Elmalılı Hamdi Yazır
Kınamaya yol, ancak zengin oldukları halde geri kalmak için senden izin isteyenleredir. Bunlar geri kalanlarla beraber olmayı tercih ettiler. Allah da kalblerini mühürledi. Onlar, artık başlarına geleceği bilmezler.
Fizilal-il Kuran
Ancak zengin oldukları halde savaşa katılmamak üzere senden izin isteyenler, böylece savaşma gücünden yoksun olanlarla birlikte evlerinde oturmayı içlerine sindirenler kınanabilir suçlanabilirler. Allah onların kalplerini mühürlediği için neyin yararlı olduğunu bilmezler.
Gültekin Onan
Yol, ancak o kimseler aleyhinedir ki, zengin oldukları halde (savaşa çıkmamak için) senden izin isterler ve bunlar geride kalanlarla birtikte olmayı seçerler. Tanrı, onların kalplerini mühürlemiştir. Bundan dolayı onlar bilmezler.
Hasan Basri Çantay
(Muâhazeye) yol ancak o kimselerdir ki zengin oldukları halde (yurdlarında kalmak için) senden izin isterler. Bunlar geri kalanlarla beraber olmıya rızaa gösterdiler. Allah da kalblerini mühürledi.
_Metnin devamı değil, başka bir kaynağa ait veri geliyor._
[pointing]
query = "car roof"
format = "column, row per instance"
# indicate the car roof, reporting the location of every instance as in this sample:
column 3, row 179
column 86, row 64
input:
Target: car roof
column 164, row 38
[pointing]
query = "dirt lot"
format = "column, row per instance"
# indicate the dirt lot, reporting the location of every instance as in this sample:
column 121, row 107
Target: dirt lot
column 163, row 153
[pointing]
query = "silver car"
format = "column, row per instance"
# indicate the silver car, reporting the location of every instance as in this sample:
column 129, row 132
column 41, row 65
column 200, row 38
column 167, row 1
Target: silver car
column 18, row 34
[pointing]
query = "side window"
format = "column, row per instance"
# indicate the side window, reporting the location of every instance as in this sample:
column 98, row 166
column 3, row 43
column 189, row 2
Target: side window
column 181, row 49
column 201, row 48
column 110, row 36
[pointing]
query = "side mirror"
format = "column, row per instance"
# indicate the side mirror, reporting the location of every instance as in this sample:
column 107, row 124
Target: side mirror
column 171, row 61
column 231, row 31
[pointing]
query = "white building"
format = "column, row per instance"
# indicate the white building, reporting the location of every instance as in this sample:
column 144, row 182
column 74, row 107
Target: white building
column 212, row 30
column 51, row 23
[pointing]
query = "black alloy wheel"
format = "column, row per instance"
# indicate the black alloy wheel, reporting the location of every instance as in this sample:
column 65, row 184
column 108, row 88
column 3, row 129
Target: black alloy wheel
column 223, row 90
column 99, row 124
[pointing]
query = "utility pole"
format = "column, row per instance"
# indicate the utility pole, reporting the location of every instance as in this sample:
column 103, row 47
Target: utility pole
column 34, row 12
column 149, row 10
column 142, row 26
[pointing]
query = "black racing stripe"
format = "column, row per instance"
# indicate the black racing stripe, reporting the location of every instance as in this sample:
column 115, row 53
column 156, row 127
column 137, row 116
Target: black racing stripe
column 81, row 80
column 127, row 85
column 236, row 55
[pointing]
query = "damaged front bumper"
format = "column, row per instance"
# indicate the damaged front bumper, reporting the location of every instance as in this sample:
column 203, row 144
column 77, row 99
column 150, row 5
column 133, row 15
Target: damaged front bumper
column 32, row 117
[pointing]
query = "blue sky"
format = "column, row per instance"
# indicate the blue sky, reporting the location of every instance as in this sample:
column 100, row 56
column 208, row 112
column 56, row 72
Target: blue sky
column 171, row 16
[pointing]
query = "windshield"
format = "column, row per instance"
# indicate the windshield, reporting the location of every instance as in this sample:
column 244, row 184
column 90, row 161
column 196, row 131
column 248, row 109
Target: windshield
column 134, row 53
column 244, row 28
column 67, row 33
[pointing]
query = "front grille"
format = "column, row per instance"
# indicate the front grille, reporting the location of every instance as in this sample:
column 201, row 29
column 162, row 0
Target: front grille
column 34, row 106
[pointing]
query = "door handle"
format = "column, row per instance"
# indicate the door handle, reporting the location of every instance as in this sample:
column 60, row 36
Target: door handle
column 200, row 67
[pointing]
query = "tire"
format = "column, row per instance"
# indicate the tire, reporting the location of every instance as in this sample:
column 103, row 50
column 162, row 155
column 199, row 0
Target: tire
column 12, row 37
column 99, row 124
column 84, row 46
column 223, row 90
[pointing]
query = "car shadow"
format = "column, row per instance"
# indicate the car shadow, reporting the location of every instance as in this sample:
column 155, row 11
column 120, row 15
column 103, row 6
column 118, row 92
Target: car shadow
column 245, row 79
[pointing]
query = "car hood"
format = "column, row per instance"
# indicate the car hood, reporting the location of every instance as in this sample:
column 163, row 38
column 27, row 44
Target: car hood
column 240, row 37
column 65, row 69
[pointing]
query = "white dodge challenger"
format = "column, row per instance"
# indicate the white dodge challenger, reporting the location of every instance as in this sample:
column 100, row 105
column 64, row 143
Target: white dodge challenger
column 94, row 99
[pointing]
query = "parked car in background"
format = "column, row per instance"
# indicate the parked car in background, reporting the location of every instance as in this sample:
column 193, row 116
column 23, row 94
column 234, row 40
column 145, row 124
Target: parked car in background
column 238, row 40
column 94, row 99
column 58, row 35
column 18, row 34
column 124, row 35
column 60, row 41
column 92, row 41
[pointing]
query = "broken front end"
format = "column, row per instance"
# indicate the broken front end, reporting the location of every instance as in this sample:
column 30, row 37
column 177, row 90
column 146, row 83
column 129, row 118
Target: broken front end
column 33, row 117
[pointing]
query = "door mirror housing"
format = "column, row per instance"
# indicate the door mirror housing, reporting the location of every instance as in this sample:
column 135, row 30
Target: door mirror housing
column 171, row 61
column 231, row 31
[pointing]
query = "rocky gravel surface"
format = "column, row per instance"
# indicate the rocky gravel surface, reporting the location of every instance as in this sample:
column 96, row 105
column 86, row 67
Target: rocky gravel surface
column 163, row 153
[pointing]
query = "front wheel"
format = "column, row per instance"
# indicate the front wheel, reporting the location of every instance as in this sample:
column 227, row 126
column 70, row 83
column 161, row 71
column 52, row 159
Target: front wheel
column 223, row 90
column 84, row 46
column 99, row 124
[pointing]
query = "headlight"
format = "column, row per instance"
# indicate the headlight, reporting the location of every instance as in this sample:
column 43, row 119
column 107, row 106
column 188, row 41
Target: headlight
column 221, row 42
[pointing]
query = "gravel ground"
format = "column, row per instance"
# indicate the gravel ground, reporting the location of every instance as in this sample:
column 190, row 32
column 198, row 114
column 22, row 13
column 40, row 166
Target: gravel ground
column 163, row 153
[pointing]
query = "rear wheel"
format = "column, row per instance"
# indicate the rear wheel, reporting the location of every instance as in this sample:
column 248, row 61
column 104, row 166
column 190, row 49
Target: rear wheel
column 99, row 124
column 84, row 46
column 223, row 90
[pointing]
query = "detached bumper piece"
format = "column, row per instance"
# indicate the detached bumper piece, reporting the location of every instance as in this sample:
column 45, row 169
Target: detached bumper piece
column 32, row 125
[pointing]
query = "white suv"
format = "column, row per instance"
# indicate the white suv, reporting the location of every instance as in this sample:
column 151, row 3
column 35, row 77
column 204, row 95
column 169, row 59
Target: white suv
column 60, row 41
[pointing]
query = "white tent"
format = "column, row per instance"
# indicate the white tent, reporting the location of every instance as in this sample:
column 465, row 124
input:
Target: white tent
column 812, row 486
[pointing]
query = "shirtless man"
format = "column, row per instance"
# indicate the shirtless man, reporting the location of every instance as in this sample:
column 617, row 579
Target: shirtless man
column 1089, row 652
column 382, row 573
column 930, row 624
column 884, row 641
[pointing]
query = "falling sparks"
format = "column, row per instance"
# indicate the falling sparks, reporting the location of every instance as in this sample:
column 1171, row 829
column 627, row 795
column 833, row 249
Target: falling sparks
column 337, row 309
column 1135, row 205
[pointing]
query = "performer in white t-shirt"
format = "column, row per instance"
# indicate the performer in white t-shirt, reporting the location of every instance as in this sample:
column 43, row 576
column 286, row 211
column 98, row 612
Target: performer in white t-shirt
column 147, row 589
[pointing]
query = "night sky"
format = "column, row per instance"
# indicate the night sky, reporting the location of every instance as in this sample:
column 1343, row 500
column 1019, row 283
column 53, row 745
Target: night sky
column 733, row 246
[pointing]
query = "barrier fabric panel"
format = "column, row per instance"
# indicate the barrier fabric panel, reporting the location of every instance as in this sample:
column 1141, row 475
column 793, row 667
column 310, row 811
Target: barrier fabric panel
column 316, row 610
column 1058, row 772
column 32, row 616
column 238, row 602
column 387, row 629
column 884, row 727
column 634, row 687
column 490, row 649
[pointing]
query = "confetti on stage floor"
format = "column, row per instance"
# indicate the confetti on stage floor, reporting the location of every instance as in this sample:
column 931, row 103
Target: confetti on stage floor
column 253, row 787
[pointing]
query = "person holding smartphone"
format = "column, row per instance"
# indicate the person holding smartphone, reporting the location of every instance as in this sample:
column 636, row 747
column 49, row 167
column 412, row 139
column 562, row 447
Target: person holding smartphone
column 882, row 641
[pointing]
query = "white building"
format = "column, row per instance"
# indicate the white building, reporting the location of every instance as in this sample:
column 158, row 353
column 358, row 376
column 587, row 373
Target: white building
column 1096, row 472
Artık onlar (âkıbetlerindeki acılığı) bilmezler.
İbni Kesir
Sorumluluk ancak, zengin oldukları halde senden izin isteyen, geride kalan kadınlarla bulunmaya razı olanlara ve Allah kalblerini mühürlemiş olduğu için bilmeyenleredir.
İskender Ali Mihr
Fakat zengin oldukları halde senden izin isteyip, geride kalanlarla beraber olmaya razı olan kimselere yol (günaha vesile) vardır. Ve Allah, onların kalplerinin üzerini tabetti (mühürledi). Artık onlar bilemezler.
Muhammed Esed
Yalnızca, (savaşa katılmak için) her bakımdan müsait ve varlıklı oldukları halde senden (katılmamak yönünde) izin isteyenler haklı olarak kınanıp sorumlu tutulabilir. Böyleleri evde kalanlarla birlikte oturmayı yeğlediler; Allah da bu yüzden onların kalplerini mühürledi; öyle ki, artık (ne yaptıklarını) bilmiyorlar.
Muslim Shahin
Sorumluluk ancak, zengin oldukları halde senden izin isteyenleredir. Çünkü onlar geri kalan kadınlarla beraber olmaya râzı oldular. Allah da onların kalplerini mühürledi, artık onlar (neyin doğru olduğunu) bilmezler.
Ömer Nasuhi Bilmen
Ancak muaheze yolu o kimseler üzerinedir ki, onlar zengin kimseler oldukları halde senden izin isterler, geriye kalanlar ile beraber olmaya razı olmuş bulunurlar. Allah Teâlâ da onların kalpleri üzerini mühürlemiştir. Artık onlar bilmezler.
Rowwad Translation Center
Sorumluluk ancak, zengin oldukları halde senden izin isteyenleredir. Bunlar, geride kalan(kadın ve çocuk)larla birlikte olmaya razı oldular. Allah da kalplerini mühürledi. Artık onlar bilmezler.
Şaban Piriş
Sorumluluk ancak, zengin oldukları halde senden izin isteyen, geride kalanlarla beraber bulunmaya razı olanlara ve Allah, kalplerini mühürlemiş olduğu için anlamayanlaradır.
Shaban Britch
Sorumluluk ancak, zengin oldukları halde senden izin isteyenlerin üzerinedir. Geride kalan kadınlarla beraber olmaya razı oldular. Kalpleri mühürlendi. Onlar (bu yüzden başlarına gelecekleri) bilmezler.
Suat Yıldırım
Ayıplamak gerekirse, zengin ve imkânlı olmalarına rağmen savaşa katılmamak için bahaneler ileri sürenler ayıplanmalıdır.İşte onlar geride kalan güçsüz kadınlarla beraber kalmaya razı oldular.Allah da onların kalblerini mühürledi. Artık onlar işlerin gerçek mahiyetini bilemezler.
Süleyman Ateş
Ancak şu kimselerin kınanmasına yol vardır ki, zengin oldukları halde (geri kalmak için) senden izin isterler. Geri kalan kadınlarla beraber olmağa razı oldular. Allah da onların kalblerini mühürledi; artık onlar bilmezler.
Tefhim-ul Kuran
Yol, ancak o kimseler aleyhinedir ki, zengin oldukları halde (savaşa çıkmamak için) senden izin isterler ve bunlar geride kalanlarla birlikte olmayı seçerler. Allah, onların kalplerini mühürlemiştir. Bundan dolayı onlar, bilmezler.
Yaşar Nuri Öztürk
Ancak şu kimseler aleyhine yol vardır: Zengin oldukları halde senden izin isterler. Arkada kalan kadınlarla beraber oturmaya razı olmuştur bunlar. Ve Allah, kalplerine mühür basmıştır, artık bilemezler.